Kierownictwo norweskiej reprezentacji w biegach narciarskich w ostrym tonie skrytykowało światową federację (FIS) po ukaraniu Pettera Northuga za spóźnienie się i nieodpowiedni ubiór na dekoracji po sobotnim biegu Pucharu Świata na 30 kilometrów w La Clusaz. Northug zajął drugie miejsce.
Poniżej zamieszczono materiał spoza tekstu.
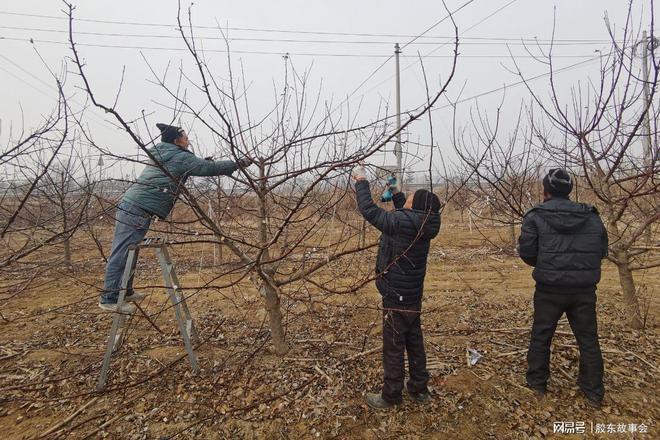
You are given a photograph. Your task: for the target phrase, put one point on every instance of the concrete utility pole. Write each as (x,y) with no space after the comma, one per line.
(397,148)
Po minięciu mety poszedł do stanowiska swoich serwismanów, aby się ogrzać. Na dekoracje przyszedł po 15 minutach przebrany w dres. FIS ukarał Norwega nie tylko za "zlekceważenie rywali i ceremonii", lecz również za brak stroju z numerem startowym, na którym widnieje logo sponsora imprezy.
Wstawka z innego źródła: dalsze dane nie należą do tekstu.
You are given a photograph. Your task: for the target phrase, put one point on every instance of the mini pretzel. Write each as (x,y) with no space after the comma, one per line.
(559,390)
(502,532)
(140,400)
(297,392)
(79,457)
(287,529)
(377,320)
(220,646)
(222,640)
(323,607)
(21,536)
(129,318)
Narciarzowi FIS ma potrącić część wynoszącej 10 tys. franków szwajcarskich premii za drugie miejsce.

To nieprawdopodobne, co wyprawia FIS i nie przyjmujemy w ogóle do wiadomości tej kary - powiedział w telewizji NRK kierownik norweskiej reprezentacji Vidar Loefhus.
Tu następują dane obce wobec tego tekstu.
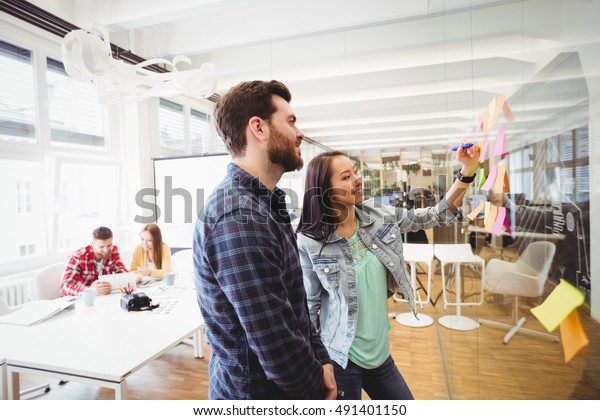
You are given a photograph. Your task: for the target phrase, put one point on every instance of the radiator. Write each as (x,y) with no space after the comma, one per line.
(16,291)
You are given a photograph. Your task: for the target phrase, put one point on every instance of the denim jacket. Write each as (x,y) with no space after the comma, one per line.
(329,276)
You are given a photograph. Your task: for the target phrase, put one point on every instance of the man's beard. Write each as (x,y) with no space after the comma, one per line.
(283,152)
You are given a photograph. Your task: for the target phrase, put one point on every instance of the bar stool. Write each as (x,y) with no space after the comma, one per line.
(413,254)
(458,254)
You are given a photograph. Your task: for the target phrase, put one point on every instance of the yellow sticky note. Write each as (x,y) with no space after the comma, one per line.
(491,212)
(482,177)
(572,335)
(558,305)
(507,112)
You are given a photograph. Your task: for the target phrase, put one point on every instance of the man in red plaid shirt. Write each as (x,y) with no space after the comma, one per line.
(84,266)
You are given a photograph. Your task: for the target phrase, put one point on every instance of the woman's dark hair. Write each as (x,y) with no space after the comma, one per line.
(318,219)
(244,101)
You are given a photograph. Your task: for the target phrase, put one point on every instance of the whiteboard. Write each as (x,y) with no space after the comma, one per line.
(181,184)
Zamiast karać biegaczy w ten sposób, FIS powinien zapewnić im możliwość ogrzania się po biegu w ludzkich warunkach. Czekanie na ostatnich zawodników na mrozie, kiedy wszyscy są spoceni, grozi chorobą i świadczy o braku zdrowego rozsądku w FIS, który poza tym nie poinformował nas o terminie dekoracji i wymaganiach dotyczących ubioru - dodał.

Juerg Capol z FIS wyjaśnił na antenie NRK, że w tym przypadku chodzi o zasady. Nie rozumiem, dlaczego pięciu zawodników potrafiło stawić się na ceremonię punktualnie i byli odpowiednio ubrani, a Norweg nie. Dlatego właśnie zostanie ukarany - zaznaczył.

W tym sezonie za złamanie przepisów podczas biegu dwukrotnie dyskwalifikowana przez FIS była Justyna Kowalczyk.